Please help me to focus on the positives in any situation, to not complain about things that are stupid and small. Things that don't amount to anything. Help me to see the good in ALL SITUATIONS - no matter what they may be. Help me to not feel sorry for me. And whenever I do, show me how to use that energy in a positive way - somewhere else, on someone who needs it. Help me to have a servant's heart. Even when I don't feel like serving. Thank you for my health and the brains to know how to handle what I've been given. My mama told me when I was really little that you wouldn't have given me a disease I couldn't handle. She was right. It's true of my diabetes, and it's true of everything else in this life. And more importantly, I have my faith in you - because I know on the days when I am pissed, but still "dealing with it - whatever it is" - I only have the strength to do so because you gave it to me.

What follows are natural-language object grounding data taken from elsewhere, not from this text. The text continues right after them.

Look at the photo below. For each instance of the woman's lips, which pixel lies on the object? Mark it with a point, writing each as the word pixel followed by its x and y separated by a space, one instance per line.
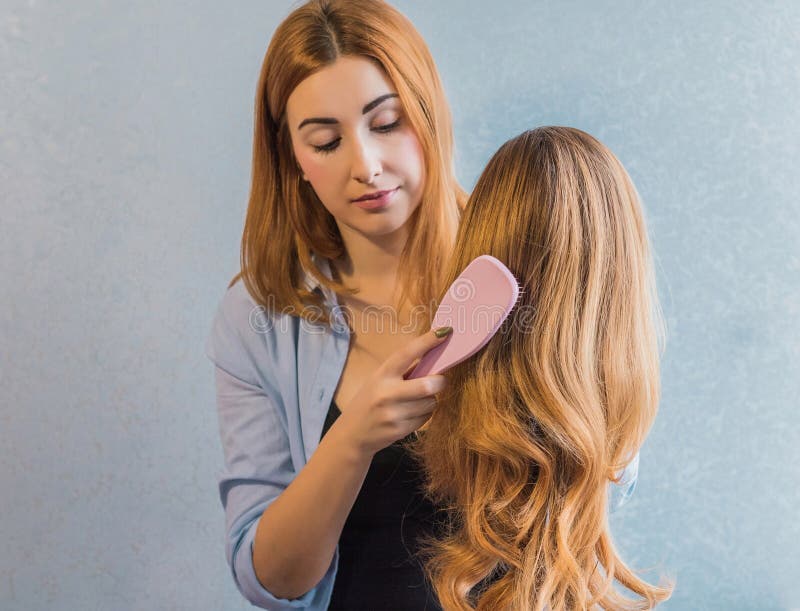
pixel 378 202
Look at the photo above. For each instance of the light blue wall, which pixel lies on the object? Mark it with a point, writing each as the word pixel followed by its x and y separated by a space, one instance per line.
pixel 125 134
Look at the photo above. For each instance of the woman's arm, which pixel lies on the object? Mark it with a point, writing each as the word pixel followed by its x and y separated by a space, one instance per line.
pixel 298 533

Help me to never forget all I've been given - and to find ways to give it to others. Help me to know you more and to be more like you.
I'm not an expert on scripture, but I am reminded that there is strength in numbers, and it's okay to turn to others for love, help and support. I think this is something we all struggle with.
Ecclesiastes 4:12 "Though one may be overpowered, two can defend themselves. A cord of three strands is not quickly broken."
Thank you Lord for protecting us from Irene. A little power loss or a tree or two down is nothing compared to losing a loved one. Lord, I know you always provide.